At the first visit (last week) my lawyer seemed to have been under the clear impression that here in Portugal any foreigner, as long as they are married and legally living here in Portugal, if a decision of divorce takes place, then the law is clear about the ultimate outcome, and that is: 

*-Any property, any assets bought within marriage and without a pre-nuptial agreement in whichever country the couple married to, then property and all assets in the marriage are divided 50% - 50%. *

BUT today he told me that under certain circumstances, this is not always the case here in Portugal! One of such 'circumstances' is when one of the spouse was the sole buyer -- in this case of a property. In my case it was my husband who is the only one who provided money to buy the quinta where we are living at the moment. According to my lawyer, there is a certain law called 'compensation' or something similar (I forgot due to my nervousness) -- basically, my husband under such law, can claim a 'compensation' under the reasoning that he, and only he paid (with his own money) the property (quinta). Apparently, the way how the property was paid (cash or bank transfer) and where it came from, is important for my husband to claim 'compensation' -- which basically is the negation to pay 50% to the other spouse.

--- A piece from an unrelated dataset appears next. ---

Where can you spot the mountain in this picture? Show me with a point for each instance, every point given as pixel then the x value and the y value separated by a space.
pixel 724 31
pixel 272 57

Anyway...because I got so nervous after that, I went straight to another lawyer to investigate further.

Unfortunately, the new lawyer put me under more anxiety!! Well, the new lawyer is now saying that I need to get divorce under British law!!!!!!!!!!!!!!!!!!!!!!!! So, this lawyer is encouraged me to call to a lawyer in England for confirmation. I came home too late to call any lawyer in England...instead I decided to research on the Internet...


ANY thoughts on this one?

I will highly appreciate any relevant input on the subject

Desperado :fingerscrossed:


----------